Hello! It’s Me Remember?
Many times in my life, after some years I come across someone who happened to be a friend in primary school or somewhere down the line in my life and we probably meet at the airport, or mall or market or shop and the person comes excitedly to greet sometimes calls me by my name and am running through my mental database to remember who it is. Don’t know about you but I often smile through the whole scene of course with some pain at the back of my ears but leave feeling totally ashamed of myself for not remembering. Sometimes the person has details and is here reminding me of how we used to do this and that in those days. It’s more like hearing the person’s heart saying ‘Hello! It’s me remember? Hmph!
This scenario just puts succinctly my thoughts today about marriage and married people. I once read the story of a young couple who were in love, got married, had lots of kids, got busy raising the kids until the nest was empty. Then one morning the man and woman wake up and take a look at each other and couldn’t recognize themselves and headed straight for the divorce courts. Tell you what, they lost contact with each other years ago. The couple found out that all those years all they were doing was working to create a home for the kids and raise them, project a good face in the community but never had enough time to invest in each other. I guess one of them would have been saying to the other ‘Hello, It’s me Remember?’ The other was probably squinting and trying to!
How important is it to invest in each other? How important is it that we add value to our relationship and also to each other?

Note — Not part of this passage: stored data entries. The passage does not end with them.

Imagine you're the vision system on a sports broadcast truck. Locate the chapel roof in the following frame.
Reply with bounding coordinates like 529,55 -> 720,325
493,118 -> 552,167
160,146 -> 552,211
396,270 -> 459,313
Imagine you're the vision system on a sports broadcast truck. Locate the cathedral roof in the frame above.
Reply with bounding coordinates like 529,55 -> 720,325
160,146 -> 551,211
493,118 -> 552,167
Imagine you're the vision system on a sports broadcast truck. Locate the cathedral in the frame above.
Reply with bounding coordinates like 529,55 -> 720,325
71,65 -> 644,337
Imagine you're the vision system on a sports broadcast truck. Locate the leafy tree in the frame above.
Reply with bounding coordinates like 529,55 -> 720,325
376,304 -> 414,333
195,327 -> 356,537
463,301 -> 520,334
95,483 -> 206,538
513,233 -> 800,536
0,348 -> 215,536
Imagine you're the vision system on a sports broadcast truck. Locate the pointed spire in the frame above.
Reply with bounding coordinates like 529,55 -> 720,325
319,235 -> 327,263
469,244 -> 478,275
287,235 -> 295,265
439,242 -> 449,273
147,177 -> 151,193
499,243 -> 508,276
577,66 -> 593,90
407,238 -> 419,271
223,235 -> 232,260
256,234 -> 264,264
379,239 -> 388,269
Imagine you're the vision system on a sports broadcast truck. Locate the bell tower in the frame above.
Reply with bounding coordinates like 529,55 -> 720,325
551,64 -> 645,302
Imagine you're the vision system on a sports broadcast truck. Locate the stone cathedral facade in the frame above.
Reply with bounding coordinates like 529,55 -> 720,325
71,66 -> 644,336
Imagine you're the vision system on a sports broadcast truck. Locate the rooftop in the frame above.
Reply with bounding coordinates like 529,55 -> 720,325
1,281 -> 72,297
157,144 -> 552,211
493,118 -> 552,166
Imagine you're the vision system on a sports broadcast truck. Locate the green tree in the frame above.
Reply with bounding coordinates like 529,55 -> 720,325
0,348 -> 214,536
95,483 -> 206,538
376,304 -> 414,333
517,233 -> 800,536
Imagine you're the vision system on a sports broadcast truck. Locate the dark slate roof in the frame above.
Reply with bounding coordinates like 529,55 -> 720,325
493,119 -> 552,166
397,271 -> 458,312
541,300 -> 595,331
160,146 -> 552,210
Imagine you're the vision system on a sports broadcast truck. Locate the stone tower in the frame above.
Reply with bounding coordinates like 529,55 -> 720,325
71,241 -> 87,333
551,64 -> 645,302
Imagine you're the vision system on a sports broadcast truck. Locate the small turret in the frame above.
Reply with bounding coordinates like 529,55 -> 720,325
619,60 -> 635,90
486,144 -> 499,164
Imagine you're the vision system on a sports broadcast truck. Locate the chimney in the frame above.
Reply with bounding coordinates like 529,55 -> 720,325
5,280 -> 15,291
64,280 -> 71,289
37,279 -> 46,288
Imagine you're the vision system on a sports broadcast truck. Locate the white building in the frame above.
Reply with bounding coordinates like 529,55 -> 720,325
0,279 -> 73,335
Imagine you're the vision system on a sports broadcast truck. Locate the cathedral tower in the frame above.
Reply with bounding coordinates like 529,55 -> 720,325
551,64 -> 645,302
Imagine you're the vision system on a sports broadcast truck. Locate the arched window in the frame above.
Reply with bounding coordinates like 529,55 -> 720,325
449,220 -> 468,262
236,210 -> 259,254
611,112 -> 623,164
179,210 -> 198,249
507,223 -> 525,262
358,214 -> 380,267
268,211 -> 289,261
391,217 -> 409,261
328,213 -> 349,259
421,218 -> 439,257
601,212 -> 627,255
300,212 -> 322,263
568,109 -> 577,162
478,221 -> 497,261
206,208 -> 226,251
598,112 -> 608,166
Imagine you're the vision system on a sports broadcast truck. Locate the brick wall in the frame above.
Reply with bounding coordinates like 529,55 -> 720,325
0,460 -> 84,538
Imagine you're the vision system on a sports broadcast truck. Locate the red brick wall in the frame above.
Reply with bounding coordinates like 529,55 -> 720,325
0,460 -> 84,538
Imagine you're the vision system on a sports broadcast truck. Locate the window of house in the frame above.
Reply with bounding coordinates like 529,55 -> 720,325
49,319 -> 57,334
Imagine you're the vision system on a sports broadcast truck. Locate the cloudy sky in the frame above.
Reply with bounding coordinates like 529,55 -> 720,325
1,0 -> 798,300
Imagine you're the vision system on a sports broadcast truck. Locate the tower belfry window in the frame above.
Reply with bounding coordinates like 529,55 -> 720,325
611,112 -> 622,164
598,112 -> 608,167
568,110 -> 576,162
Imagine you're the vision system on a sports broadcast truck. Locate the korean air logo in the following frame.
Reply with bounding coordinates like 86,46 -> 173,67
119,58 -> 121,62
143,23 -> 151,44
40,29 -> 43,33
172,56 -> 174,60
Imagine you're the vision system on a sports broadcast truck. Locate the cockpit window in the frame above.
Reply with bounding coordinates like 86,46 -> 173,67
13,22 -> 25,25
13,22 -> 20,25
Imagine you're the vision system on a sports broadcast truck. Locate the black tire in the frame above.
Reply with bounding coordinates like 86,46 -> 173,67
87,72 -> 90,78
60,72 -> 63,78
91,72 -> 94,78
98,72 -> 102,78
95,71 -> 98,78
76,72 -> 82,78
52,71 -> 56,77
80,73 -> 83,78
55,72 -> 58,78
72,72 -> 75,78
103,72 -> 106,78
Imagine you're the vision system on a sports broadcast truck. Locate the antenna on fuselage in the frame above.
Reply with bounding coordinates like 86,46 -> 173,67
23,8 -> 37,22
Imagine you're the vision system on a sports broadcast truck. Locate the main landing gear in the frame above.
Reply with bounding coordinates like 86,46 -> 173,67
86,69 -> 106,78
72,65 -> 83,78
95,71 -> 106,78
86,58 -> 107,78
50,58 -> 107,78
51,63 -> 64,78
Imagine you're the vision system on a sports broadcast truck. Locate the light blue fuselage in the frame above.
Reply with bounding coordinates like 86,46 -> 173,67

I think it’s absolutely important. Except in a case of emotional and psychological dysfunction, the heart of every homo sapien usually gravitates towards the direction of positive influence and investment. You find that we all cherish someone who makes a positive addition to our lives. I find that the words of those who are closest to me, make more impact than that of those who are not. The word of a spouse is more hurting or strengthening than that of any other person in the world. You may call a man anything outside and he may not be perturbed but when it comes from his wife, it cuts through the heart like a sword and vice versa.
Gets me thinking that if only people can remember that the person we are married to is not perfect just like we are not and rather than tear down begin to add value to them with our words and attitudes then many years down the line we will be remembered. You know why? The person that blossoms becomes a product of your own making. In counselling many times I tell the couples that if a man becomes great after he marries a woman, she’s done her job well and vice versa. Your assignment in marriage is not to be a taker or the receiver but to add value to the life of the person you have joined your life with. The hand that gives is far more blessed than the one that takes. Your assignment is to help bring out the best in the person. It is usually small minded, myopic thinkers that focus more on what they can gain from the person they are married to.
A complete failure of a man can become the President of a group of companies if only he has a wife that adds value to him. She doesn’t allow him wallow in his present circumstances, she doesn’t compare him with other men, doesn’t make undue demands that put him under unnecessary pressure or push him further to think he is a failure and can never become anything in life. She helps him with her attitudes and words. In like manner a man can turn a sloppy wife into a princess and the quintessence of his delight when he rather than pecks at her, teaches her, guides her, covers her and gently shows her.
Hey, no sane person forgets the person that invests in them. Recently I went to the salon to wash my hair and the young man asked if I wasn’t going to fix my weave on and I said yes but I was going to have some other person fix it for me just to ‘encourage’ him in his trade. I was touched when this young man said to me ‘Ma’am you are right, we really need encouragement’. Everybody needs someone to encourage them. Every man and woman needs someone to speak positively into their lives. We all want someone who believes in us. We all want someone who will stand when we are all broken, torn up and crumbling inside. We all need someone who will say you can when everything in you says you cannot.
Hello! It’s me Remember? Don’t let your spouse feed from outside. Don’t let them look for encouragements from the lips of another person. Don’t let them sleep on the same bed with you and wake up in the morning thinking of whom they will talk with over their heart issues. Don’t be there and yet really not there for them. Don’t let them feel obligated but not appreciated. Yes marriage is an obligation but it can move beyond being an obligation to being a delight. It comes by all of us choosing to add value to the lives of the ones we love. HELLO! IT’S ME REMEMBER?